Saudi Arabia one of biggest losers in Credit Suisse fail: WSJ
This serves as a reminder of how Gulf nations were also hit hard in the financial crisis of 2008-2009, which saw the value of foreign assets by the Gulf Cooperation Council (GCC) states in 2008 plunge by $100 billion.
Per Saudi Crown Prince Mohammed bin Salman's order, the government-backed Saudi National Bank made a $1.5 billion investment in Credit Suisse Group AG last year - that now is almost down to zero following Credit Suisse’s emergency merger with UBS Group AG this week.
Billions of dollars in investments have also been washed out from Qatar’s sovereign fund and the Saudi-based Olayan family. This serves as a reminder of how Gulf nations were also hit hard in the financial crisis of 2008-2009, during which the foreign assets held in portfolios of Gulf Cooperation Council (GCC) states in 2008 plunged by $100 billion, down to a total of $1.2 trillion. These numbers do not include the personal holdings of the ruling families.
UBS bank shares plunged by almost nine percent as markets opened on Monday, a mere day after it was announced that the bank will take over its rival Credit Suisse for $3.25 billion.
Moreover, shares of Credit Suisse opened almost 64 percent lower, well below the UBS takeover price.
After weekend intense talks aimed at preventing a wider international banking crisis, UBS announced it was ready to take over Swiss rival Credit Suisse for $3.25 billion. Meanwhile, Asian shares fell Monday on lingering concerns about the industry.
It goes back to MBS' direct orders
David Butter, a Middle East economics analyst at London-based think tank Chatham House, explains that no heavy investments have been put in foreign banks by Saudi banks until the kingdom recently started aiming for a larger global banking agenda, mainly including increasing the investment weight of the Saudi sovereign-wealth fund, the Public Investment Fund (PIF) - amounting to $600 billion.
Read next: UBS reports Credit Suisse buyout, stocks plunge on opening
Former Citigroup Inc. banker, Michael Klein, made the PIF connection to Credit Suisse last year when the bank was seeking to increase wealth management and Klein served as a Credit Suisse board member. Saudi PIF execs viewed the investment as a major risk, as they were concerned with legal issues and predicted future losses.
The investment, okayed by MBS, made the Saudi National Bank the biggest shareholder in Credit Suisse. In October, Saudi National Bank Chairman Ammar al-Khudairy told The Wall Street Journal that the Swiss Bank still held value for Saudi Arabia, even though it was suffering from hefty losses and financial scandals since the kingdom was relying on it to modernize its oil-dependent economy with the world becoming more reliant on renewables.

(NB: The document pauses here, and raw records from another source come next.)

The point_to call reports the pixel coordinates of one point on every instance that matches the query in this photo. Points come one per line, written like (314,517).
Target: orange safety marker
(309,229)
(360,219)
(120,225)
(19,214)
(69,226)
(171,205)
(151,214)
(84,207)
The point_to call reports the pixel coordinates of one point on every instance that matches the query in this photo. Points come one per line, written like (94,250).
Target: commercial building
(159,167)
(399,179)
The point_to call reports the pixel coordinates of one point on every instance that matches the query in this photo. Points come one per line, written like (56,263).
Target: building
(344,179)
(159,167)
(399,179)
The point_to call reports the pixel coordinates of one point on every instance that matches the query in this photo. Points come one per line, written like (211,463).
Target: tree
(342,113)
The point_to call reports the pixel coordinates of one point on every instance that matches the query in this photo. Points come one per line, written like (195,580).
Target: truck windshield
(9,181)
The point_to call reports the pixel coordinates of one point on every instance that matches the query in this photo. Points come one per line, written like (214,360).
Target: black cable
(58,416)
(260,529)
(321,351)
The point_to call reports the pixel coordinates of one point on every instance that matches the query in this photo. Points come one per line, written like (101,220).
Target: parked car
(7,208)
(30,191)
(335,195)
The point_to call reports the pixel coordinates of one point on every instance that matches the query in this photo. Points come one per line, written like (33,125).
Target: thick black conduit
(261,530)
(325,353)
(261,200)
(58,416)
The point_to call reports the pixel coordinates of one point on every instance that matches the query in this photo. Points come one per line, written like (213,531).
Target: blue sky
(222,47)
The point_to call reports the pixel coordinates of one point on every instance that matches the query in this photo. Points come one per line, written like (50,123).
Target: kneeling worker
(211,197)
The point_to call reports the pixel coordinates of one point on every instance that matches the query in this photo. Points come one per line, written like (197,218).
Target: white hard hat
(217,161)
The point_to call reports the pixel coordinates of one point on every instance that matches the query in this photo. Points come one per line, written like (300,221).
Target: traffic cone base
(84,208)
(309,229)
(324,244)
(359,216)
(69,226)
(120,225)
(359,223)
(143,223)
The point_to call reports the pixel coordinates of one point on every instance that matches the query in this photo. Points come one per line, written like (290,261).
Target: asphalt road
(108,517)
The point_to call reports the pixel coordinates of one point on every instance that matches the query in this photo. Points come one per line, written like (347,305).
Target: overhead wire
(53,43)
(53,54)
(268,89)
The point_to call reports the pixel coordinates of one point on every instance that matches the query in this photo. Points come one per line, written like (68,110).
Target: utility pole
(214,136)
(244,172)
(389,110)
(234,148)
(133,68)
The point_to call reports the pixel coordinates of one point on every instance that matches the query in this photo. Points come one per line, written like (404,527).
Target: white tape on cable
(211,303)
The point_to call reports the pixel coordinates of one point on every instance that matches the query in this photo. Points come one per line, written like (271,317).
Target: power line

“The Saudi market [is] the 700-pound gorilla economically in the region, and just getting them to engage with us in Saudi Arabia would be more than good enough,” Khudairy stated.
In February last year, Credit Suisse was accused of allowing a suspected Bulgarian cocaine trafficking ring to launder millions of euros, some of which were hidden in suitcases. Prosecutors claim that between 2004 and 2008, the country's second-largest bank and one of its former relationship managers failed to take all necessary steps to prevent alleged drug traffickers from hiding and laundering cash.
Switzerland rejects $5bln from KSA
Qatar, known for its wealth from natural gas resources, started buying shares at Credit Suisse in 2008 when the financial crisis began and ordered private investors to invest billions of dollars after the Lehman Brothers crash.
In 2011, Qatar and the Saudi Olayan family combined added another $6.2 billion into Credit Suisse and two years later, more than $4.5 billion of that amount was transferred by Qayar into bonds called Additional Tier 1 capital notes, which are expected to be washed out with the current Credit Suisse failure.
Read next: Credit Suisse takes $54bln loan from Swiss central bank after plunge
On Wednesday, Khudairy relayed to Bloomberg TV that the Saudi National Bank “absolutely (will) not” aid Credit Suisse if it requests more capital because the Saudi Bank owned 9.9% of the Swiss institution and wasn’t willing to go over 10%.
Recently, the Saudi National Bank proposed to the Swiss Bank an investment of $5 billion, according to The Wall Street Journal, which would have allowed the latter's shareholders to be fully protected. However, ministers in Switzerland rejected the proposal.
Major shareholders were contacted by Credit Suisse to notify them of the potential investment losses to come and called on them to discuss their rights as shareholders.
Investors are concerned due to this taking place just days after the Silicon Valley Bank (SVB) collapsed, marking the second largest bank failure in US history.
SVB, America's 16th-largest bank, saw 60% of its shares plunge last week, marking one of the worst economic incidents in the US since the great market collapse of 2008 and prompting regulators to seize its assets and halt trade on its stocks in Nasdaq.